The key for CEOs is not to work harder, but to get better! As I posted about recently, a CEO actually should have a small number of key priorities. It is not about working harder, but getting better and smarter in order to get the most impact from your top core priorities.
A key metric for yourself then should not be ‘how hard did I work today”? Instead, ask yourself, “how can I improve tomorrow”?
There are about 200 work days in a year. 200 chances to review your performance, reflect and get better. Here’s a quote from Tobi, co-founder and CEO at Shopify from a conversation I had with him in 2013:
“I perceive my days as if there is a camera behind me. I can replay my day and learn from it”. “Introspection is all you’ve got. You’re not going to get a lot of feedback as CEO”.
Most CEOs are grinding, running from meeting to meeting, trying to keep up with email, Slack, etc. They don’t have the time for this reflection. And they don’t have the energy for it when they get home. They just get back on the ferris wheel each day.
Tobi has proven that you can build a truly massive company while still working at a sustainable pace and taking the time to recharge yourself, reflect and grow.
In that conversation Tobi talked about getting 1% better each day. This is what that looks like over a 200 day work year.
By taking the time to learn, replay your day, capture actionable insights and get better tomorrow you will grow your capabilities over 7x in a year!
Moreover, by demonstrating to your team that you are learning and growing (by admitting that you screwed up yesterday), you will show them that it is ok to make mistakes and that they too should emulate your path and work on themselves.

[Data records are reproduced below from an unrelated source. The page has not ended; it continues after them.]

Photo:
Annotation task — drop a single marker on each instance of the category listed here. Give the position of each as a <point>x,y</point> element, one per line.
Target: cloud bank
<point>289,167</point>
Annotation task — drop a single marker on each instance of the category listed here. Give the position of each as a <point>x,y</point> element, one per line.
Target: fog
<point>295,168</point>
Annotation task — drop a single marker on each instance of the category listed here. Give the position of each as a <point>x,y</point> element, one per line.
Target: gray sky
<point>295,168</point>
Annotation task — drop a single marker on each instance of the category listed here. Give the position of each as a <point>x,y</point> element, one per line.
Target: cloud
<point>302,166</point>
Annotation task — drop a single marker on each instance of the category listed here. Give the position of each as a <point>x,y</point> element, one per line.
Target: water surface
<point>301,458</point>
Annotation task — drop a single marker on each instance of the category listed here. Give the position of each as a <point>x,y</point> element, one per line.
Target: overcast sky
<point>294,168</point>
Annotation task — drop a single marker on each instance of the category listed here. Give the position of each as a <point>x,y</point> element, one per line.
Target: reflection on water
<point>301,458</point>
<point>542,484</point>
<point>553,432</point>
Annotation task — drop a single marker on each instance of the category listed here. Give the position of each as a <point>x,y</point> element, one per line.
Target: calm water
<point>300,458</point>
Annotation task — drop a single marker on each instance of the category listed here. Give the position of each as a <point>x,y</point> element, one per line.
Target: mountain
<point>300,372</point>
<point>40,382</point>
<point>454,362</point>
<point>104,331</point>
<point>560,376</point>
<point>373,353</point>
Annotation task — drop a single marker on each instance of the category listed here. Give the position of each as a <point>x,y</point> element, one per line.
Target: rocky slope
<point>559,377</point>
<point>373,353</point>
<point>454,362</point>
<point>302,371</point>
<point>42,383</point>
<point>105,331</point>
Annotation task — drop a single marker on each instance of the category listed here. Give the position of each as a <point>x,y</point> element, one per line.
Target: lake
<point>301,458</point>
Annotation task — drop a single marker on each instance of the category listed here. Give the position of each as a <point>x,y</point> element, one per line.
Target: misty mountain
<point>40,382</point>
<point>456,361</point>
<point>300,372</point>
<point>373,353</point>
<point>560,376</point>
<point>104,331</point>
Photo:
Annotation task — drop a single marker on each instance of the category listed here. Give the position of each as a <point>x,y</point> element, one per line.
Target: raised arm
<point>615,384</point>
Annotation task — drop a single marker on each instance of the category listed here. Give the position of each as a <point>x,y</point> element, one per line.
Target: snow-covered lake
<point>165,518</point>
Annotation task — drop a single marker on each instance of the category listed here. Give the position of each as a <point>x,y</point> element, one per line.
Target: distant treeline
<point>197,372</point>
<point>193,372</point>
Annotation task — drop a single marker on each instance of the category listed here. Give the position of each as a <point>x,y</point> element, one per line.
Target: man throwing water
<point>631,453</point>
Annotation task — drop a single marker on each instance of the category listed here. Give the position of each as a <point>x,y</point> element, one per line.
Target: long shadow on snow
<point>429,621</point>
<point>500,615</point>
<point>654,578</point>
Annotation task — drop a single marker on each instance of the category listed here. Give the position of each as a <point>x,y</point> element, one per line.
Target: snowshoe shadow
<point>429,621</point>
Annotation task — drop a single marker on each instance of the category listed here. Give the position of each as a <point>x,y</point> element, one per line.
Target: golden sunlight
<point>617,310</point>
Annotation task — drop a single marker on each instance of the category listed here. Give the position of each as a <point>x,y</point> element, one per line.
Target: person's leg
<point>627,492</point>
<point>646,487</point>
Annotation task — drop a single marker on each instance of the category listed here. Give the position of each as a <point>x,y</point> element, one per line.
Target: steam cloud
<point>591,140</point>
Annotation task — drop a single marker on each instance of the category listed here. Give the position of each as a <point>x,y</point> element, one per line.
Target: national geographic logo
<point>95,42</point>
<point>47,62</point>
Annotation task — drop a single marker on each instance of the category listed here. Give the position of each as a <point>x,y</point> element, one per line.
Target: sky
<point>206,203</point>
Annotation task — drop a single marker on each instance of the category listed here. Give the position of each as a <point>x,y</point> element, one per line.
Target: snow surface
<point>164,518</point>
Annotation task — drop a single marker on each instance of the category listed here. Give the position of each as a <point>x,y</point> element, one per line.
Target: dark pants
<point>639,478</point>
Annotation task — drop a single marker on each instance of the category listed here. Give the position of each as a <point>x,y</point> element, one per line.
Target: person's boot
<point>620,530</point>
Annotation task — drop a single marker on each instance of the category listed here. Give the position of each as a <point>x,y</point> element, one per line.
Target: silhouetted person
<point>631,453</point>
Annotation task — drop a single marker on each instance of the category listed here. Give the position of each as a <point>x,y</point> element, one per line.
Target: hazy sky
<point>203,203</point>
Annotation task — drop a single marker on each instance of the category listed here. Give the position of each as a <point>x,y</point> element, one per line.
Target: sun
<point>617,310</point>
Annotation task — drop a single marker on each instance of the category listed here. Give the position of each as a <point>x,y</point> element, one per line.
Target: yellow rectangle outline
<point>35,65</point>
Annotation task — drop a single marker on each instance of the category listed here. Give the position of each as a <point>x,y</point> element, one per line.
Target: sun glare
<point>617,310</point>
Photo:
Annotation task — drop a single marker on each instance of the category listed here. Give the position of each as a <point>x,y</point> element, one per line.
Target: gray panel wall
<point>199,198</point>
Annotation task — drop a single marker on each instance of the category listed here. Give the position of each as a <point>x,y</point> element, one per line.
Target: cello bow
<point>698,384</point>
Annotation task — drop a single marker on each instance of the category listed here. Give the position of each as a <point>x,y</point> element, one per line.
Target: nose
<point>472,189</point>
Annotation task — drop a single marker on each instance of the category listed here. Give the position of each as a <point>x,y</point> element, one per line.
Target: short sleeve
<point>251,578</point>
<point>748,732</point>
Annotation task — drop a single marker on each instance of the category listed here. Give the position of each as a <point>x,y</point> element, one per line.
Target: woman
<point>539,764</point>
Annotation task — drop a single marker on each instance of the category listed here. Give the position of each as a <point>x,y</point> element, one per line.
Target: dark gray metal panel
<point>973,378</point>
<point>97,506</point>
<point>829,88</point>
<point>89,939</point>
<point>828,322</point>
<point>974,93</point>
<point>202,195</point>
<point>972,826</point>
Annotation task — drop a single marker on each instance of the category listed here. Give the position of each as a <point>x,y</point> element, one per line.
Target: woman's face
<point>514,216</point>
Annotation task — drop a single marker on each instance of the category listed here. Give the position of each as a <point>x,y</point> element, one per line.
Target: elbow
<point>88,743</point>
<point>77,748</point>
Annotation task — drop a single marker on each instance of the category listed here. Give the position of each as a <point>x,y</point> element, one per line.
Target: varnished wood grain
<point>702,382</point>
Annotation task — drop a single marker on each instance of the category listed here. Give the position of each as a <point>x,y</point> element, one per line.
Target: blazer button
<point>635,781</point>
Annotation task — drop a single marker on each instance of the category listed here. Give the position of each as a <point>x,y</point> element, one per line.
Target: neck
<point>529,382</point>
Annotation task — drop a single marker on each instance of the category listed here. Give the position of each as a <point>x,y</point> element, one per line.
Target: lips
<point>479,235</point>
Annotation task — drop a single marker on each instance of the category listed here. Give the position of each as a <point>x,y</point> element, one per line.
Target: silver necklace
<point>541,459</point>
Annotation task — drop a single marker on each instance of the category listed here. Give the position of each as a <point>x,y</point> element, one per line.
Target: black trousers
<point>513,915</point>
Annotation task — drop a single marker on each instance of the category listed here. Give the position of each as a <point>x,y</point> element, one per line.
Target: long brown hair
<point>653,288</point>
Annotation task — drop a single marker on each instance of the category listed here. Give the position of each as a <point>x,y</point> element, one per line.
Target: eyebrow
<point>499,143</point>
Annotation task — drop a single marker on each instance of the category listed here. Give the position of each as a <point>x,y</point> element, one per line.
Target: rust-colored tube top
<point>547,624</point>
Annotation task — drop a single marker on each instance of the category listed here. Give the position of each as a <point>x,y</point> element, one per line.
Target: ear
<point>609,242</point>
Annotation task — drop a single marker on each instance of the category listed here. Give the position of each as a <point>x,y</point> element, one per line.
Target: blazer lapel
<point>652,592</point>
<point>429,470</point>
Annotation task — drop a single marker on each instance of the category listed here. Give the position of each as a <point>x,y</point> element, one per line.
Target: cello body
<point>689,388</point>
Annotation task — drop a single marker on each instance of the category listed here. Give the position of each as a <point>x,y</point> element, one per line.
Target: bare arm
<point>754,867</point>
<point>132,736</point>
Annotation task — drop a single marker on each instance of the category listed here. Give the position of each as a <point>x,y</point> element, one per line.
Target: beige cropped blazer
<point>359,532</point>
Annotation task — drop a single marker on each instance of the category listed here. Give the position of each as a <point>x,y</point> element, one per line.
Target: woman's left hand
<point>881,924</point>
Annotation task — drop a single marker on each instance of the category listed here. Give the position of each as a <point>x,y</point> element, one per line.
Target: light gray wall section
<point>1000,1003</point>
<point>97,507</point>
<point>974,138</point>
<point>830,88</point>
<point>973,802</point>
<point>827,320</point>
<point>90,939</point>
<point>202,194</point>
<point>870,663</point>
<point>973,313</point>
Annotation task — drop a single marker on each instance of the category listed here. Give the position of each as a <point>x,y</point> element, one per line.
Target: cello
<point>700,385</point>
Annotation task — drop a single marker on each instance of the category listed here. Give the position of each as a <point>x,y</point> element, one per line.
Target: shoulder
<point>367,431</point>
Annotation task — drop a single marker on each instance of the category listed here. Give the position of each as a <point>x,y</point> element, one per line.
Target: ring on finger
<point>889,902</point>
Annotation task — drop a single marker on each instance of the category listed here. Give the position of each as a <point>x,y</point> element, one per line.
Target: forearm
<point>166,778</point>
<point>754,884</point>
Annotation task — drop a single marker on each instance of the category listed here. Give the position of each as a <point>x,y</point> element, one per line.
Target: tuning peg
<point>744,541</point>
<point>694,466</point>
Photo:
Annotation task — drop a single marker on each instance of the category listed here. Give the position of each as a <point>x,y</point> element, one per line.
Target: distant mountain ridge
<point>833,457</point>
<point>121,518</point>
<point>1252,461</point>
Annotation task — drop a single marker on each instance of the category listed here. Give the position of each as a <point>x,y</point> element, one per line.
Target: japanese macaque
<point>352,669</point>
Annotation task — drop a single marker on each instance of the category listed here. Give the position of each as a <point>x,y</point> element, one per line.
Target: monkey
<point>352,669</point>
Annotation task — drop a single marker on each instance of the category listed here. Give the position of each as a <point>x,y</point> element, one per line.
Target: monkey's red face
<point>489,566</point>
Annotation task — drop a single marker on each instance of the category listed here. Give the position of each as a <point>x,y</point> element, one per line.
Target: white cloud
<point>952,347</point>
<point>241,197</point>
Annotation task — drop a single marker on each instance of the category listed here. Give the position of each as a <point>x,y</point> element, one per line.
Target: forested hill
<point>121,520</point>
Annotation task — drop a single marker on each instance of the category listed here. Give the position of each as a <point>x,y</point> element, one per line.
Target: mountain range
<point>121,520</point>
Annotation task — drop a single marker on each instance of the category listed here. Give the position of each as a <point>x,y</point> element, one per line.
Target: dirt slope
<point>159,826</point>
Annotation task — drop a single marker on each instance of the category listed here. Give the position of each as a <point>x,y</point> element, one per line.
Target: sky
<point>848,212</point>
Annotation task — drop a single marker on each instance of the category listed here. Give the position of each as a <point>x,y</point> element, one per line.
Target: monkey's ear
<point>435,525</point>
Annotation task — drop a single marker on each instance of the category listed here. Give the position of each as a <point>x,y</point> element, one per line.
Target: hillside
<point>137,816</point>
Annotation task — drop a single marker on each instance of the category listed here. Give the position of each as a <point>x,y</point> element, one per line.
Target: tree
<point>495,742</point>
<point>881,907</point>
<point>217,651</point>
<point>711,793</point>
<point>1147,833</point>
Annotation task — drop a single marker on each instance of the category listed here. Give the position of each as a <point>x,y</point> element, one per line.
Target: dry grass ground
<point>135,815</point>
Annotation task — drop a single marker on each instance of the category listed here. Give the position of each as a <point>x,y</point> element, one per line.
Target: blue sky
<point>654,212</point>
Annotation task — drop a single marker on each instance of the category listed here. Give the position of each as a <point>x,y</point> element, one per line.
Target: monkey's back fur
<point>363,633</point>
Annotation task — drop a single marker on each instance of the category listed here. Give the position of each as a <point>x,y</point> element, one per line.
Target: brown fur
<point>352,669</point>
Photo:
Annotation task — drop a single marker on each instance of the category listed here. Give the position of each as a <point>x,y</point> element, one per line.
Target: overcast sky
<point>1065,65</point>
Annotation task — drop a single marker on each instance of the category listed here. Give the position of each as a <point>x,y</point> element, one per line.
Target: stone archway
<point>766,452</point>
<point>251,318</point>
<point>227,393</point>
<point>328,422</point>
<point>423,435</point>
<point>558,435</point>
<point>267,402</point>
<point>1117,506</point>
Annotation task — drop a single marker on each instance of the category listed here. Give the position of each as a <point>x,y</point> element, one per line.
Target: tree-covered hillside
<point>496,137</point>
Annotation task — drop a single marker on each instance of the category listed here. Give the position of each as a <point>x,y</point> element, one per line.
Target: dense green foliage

Imagine the compound effect of your entire senior leadership team getting 1% better daily!
Questions to consider:
How often do I look at how to improve my personal performance?
What changes do I need to make in my habits and schedule in order to create space for daily reflection?
What support systems do I need around me in order to capture the info that will feed my daily insights?
How often do I admit to my senior team members when I screwed up?
What would the impact on our culture and creativity be if I did this more?
How do I share this learning orientation with my team?
How can I best share my learnings with the team so that we will benefit from them?